Background: Despite recent advances in the biology of IDH-wildtype glioblastoma, it remains a devastating disease with median survival of less than 2 years. However, the molecular underpinnings of the heterogeneous response to the current standard-of-care treatment regimen consisting of maximal safe resection, adjuvant radiation, and chemotherapy with temozolomide remain unknown.

Methods: Comprehensive histopathologic, genomic, and epigenomic evaluation of paired initial and recurrent glioblastoma specimens from 106 patients was performed to investigate the molecular evolution and cellular phenotypes underlying differential treatment responses.

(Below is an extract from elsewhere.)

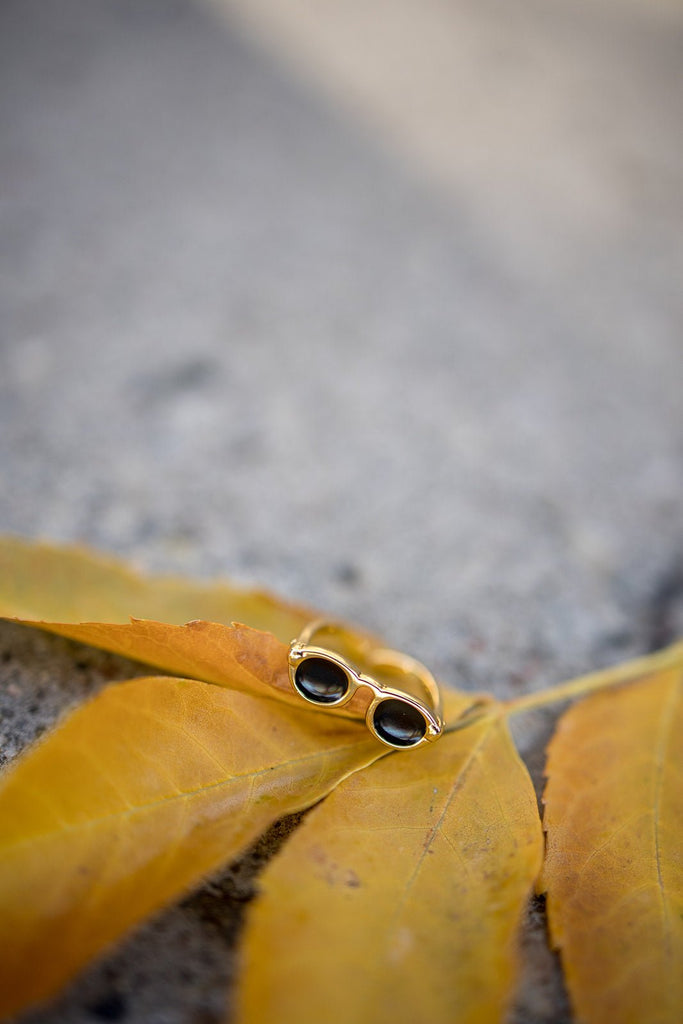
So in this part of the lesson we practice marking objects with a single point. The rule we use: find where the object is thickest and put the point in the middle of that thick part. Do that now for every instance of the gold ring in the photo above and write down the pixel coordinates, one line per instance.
(327, 679)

Results: While TERT promoter mutation and CDKN2A homozygous deletion were early events during gliomagenesis shared by initial and recurrent tumors, most other recurrent genetic alterations (eg, EGFR, PTEN, and NF1) were commonly private to initial or recurrent tumors indicating acquisition later during clonal evolution. Furthermore, glioblastomas exhibited heterogeneous epigenomic evolution with subsets becoming more globally hypermethylated, hypomethylated, or remaining stable. Glioblastoma that underwent sarcomatous transformation had shorter interval to recurrence and were significantly enriched in NF1, TP53, and RB1 alterations and the mesenchymal epigenetic class. Patients who developed somatic hypermutation following temozolomide treatment had significantly longer interval to disease recurrence and prolonged overall survival, and increased methylation at 4 specific CpG sites in the promoter region of MGMT was significantly associated with this development of hypermutation. Finally, an epigenomic evolution signature incorporating change in DNA methylation levels across 347 critical CpG sites was developed that significantly correlated with clinical outcomes.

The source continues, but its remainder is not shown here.